Adli teşkilatımız daha berbat.
Merkezi hükümete ve valilere o kadar yetki ve müdahale hakkı verildi ki, şehir ve iller serbestisi tamamıyla kayboldu. Yine eskisi gibi ve hatta daha zi­yade valiler ve yürütme kuvveti her şeye hakim oldu.
Buradan Bakü’ye ve Bakü’ den Türkistan’ın ortalarına kadar, bütün Türk kalp­lerini birleştiren, aynı heyecanla çarptıran, Türk’ün dertlerini, sevinçlerini, ek­siklerini ve ihtiyaçlarını, mütevazı hayatını dile getirerek, birbirine karşı, bir bağ­lılık kuran dört yazar görüyorum: Namık Kemal, Mehmet Emin, Mehmet Akif ve Reşat Nuri beyler. Azerbaycan evlerinde Vaveyla ile Ben bir Türk’üm , Bülbül , Çalıkuşu yan yana duruyorlar ve aynı fikirlerle, aynı duyguları uyandırmaktadırlar.
Namık Kemal’in yolu hiç olmazsa iki kuşak takip edilmiş olsaydı, şüphe yok ki, bugün gerek geçmişteki ve gerek içinde yaşadığımız hayat edebi eserlere aksedecekti.
Vaazlara gelince, çok kere hurafeler etrafında dolaşır. Bunlar, Hz. Muhammed’ in ve ilk dört halifenin za­manlarındaki hutbe ve vaazlardan pek farklıdırlar.
Fert yok, cemiyet var, hak yok, vazife var prensibine -ki gerçekte kimse yok, padişah var, hak yok keyif var prensibinin aynıdır- artık son verilmeli­dir. Fertsiz cemiyet düşünmek, elsiz, ayaksız, başsız ve gövdesiz insan düşün­mektir. Haksız da vazife düşünmek bütün insanları hayvan yerine koymak de­ğil midir?
Bize gelince; dilimizi yabancılara değil, köylülerimize bile okutturamadık; geri bir tarımdan başka elimizde milli denebilecek bir sanatımız yok, zeka ve dimağımızın çalışma alanı pek sınırlıdır.
Evet! Bu mağlubiyeti itiraf etmek zorunda kaldığımızdan biz de pek üzgü­nüz; fakat bunu bir kere açık ve kesin surette itiraf etmelidir. Bizde hâlâ keli­melerle oynayarak, gerçeği görmemekten hoşlanan körler vardır. Fakat güneş gibi açık bir olayı inkar etmek ahmaklığın ta kendisidir ve artık bu ahmaklıktan yakayı kurtarmalıdır.

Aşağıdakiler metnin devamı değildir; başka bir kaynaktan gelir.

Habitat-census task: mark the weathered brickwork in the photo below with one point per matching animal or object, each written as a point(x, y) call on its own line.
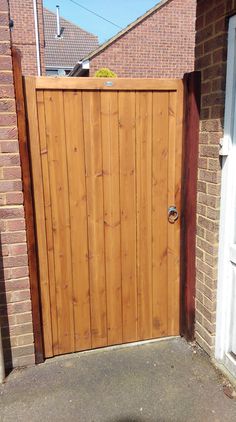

Heyecan ve neşeye, şefkat ve teşvike, ortada eğlencelere en ziyade muhtaç olan çocukluk günleri, bizde aksine olarak, hayatın en dar ve sıkıntılı zamanıdır.
İnsanı hayvandan ayıran bir alamet olan konuşma kabahat sayılıyor. Çok söylemek hafiflik alametidir. Aksine olarak, susmak, hele o vakar ve ağırbaşlılıkla birleşen susma, deha alametidir. Küçüklerin büyüklerin huzurunda söz söylemesi bağışlanamaz bir terbiyesizliktir. Kadınlarsa taş kesilmelidirler. Onların sesleri hiç işitilmemelidir. Kısacası, dilsiz olmak, bu acayip Doğu’nun başka bir idealidir. Onun içindir ki meclislerimiz, toplantılarımız her çeşit neşeden yoksun! Büyüklerimiz susmayı bir fazilet, bir akıl alameti sayar, küçüklerimiz söz söylemekten çekinirler. Hele kızlarımız, kadınlarımız söz söylemek yerine bir takım kızarmalar, bozarmalar, kekelemeler yaparak Allah’ın ve tabiatın kendilerine vermiş olduğu konuşma kudretinden faydalanamaz olmuşlardır.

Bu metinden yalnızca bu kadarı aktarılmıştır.